Верн, Крис и Тедди набрали дров и стали разводить под самой насыпью костер. Крис на всякий случай очистил вокруг него небольшое пространство: леса были сухие, и рисковать не стоило.
Я же тем временем заточил несколько веточек и сделал сооружение, которое мой брат называл «ужин путника» – кусочки котлет, нанизанные на обструганные палочки. Остальные со смехом возились вокруг костра, который не хотел разгораться. (В Касл-Роке был скаутский отряд, но ребята, болтавшиеся в нашем домике на ничейной земле, считали, что такие вещи – для слюнтяев.) Они выясняли, как лучше готовить – над огнем или на углях (пустой спор: все слишком проголодались, чтобы ждать углей), можно ли использовать для растопки сухой мох, как быть, если кончатся спички, а костер так и не разгорится. Тедди уверял, что умеет добывать огонь трением. Крис – что слышит, как у Тедди скрипят мозги. Добывать огонь им не пришлось: Верн со второй попытки поджег щепотку мха и несколько веточек.
Погода была безветренная, и мы по очереди раздували маленький огонек, пока не занялись толстые ветки, добытые в куче валежника рядом с лагерем. Когда дрова отчасти прогорели, я повтыкал в землю палочки – под таким углом, чтобы нанизанные на них котлеты были как раз над огнем. Мы сидели вокруг костра и смотрели, как они шипят и поджариваются. Наши желудки завели предобеденную беседу.
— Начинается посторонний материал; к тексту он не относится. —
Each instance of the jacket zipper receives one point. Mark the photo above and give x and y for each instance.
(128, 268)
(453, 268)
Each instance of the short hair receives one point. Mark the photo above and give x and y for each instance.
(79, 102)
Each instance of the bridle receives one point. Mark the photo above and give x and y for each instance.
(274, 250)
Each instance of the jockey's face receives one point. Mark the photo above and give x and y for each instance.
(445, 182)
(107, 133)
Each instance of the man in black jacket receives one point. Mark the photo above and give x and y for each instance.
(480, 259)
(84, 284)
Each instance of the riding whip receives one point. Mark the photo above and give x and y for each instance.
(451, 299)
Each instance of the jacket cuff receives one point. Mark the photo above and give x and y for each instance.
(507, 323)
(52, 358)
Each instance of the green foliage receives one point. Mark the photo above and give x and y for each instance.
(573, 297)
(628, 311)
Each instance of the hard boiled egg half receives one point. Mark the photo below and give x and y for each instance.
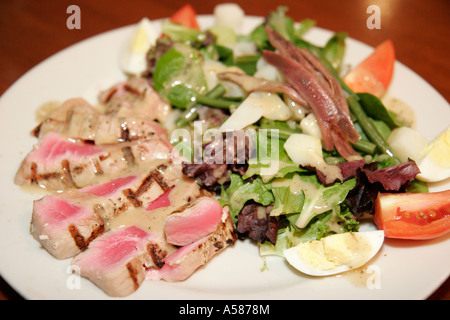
(433, 159)
(335, 253)
(134, 54)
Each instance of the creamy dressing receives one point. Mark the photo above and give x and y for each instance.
(403, 111)
(153, 221)
(346, 249)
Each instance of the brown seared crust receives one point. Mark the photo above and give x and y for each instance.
(79, 239)
(133, 275)
(132, 197)
(80, 242)
(157, 254)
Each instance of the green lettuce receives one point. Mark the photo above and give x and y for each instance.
(240, 191)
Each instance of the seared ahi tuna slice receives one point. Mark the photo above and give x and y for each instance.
(76, 119)
(192, 222)
(181, 264)
(57, 163)
(116, 261)
(66, 222)
(64, 228)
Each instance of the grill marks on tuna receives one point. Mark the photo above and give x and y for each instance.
(113, 186)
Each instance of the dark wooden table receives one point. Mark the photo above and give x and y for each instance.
(31, 31)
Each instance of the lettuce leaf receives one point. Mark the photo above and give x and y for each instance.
(317, 198)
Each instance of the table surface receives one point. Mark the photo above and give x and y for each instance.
(31, 31)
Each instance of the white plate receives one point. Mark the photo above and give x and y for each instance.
(402, 270)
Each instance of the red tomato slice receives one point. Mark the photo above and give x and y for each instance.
(374, 74)
(186, 16)
(416, 216)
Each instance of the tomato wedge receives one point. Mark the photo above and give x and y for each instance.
(374, 74)
(186, 16)
(417, 216)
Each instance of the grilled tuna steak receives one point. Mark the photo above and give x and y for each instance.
(57, 163)
(63, 227)
(65, 223)
(181, 264)
(115, 261)
(194, 221)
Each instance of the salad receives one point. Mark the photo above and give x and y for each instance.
(299, 146)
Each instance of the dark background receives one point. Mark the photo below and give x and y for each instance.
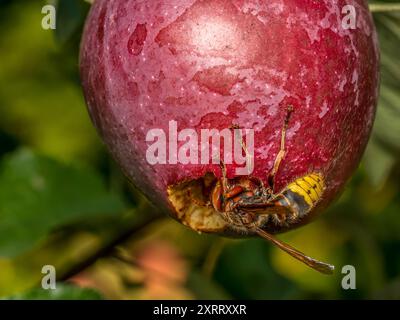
(63, 202)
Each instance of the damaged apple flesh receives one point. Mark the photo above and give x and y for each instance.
(209, 64)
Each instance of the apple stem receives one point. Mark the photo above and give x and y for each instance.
(384, 7)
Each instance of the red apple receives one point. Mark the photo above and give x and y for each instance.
(211, 64)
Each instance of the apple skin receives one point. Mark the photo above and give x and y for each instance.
(214, 63)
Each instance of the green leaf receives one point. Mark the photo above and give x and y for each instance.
(378, 163)
(63, 292)
(38, 194)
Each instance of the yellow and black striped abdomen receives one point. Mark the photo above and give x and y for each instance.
(304, 193)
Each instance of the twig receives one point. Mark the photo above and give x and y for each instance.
(150, 214)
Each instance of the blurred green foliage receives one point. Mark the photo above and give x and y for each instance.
(100, 233)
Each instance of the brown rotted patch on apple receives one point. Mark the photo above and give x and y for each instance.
(191, 202)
Не в силах дождаться, пока котлеты испекутся, мы сдергивали их с веток и вкладывали в булочки. Фарш был снаружи подгорелый, внутри сырой – просто объеденье. Мы пожирали гамбургеры и вытирали руками жирные губы. Крис открыл рюкзак и вынул коробочку из-под пластыря. (Пистолет был на самом дне; Верну и Тедди он о нем не сказал, и я решил, что это наша тайна.) Он открыл коробочку и протянул каждому помятую сигаретку. Мы прикурили их от тлеющих дров, откинулись назад – ну прямо завсегдатаи светской гостиной! – и любовались, как дымок растворяется в легких сумерках. Никто не затягивался: не дай бог, закашляешься, а остальные потом будут дня два над тобой потешаться. Да нам и так было приятно выпускать дымок, поплевывать в костер и слушать его шипение. (Именно тем летом я и понял, как узнать начинающего курильщика: он то и дело сплевывает.) Нам было хорошо. Докурив сигареты до самого фильтра, мы бросили окурки в огонь.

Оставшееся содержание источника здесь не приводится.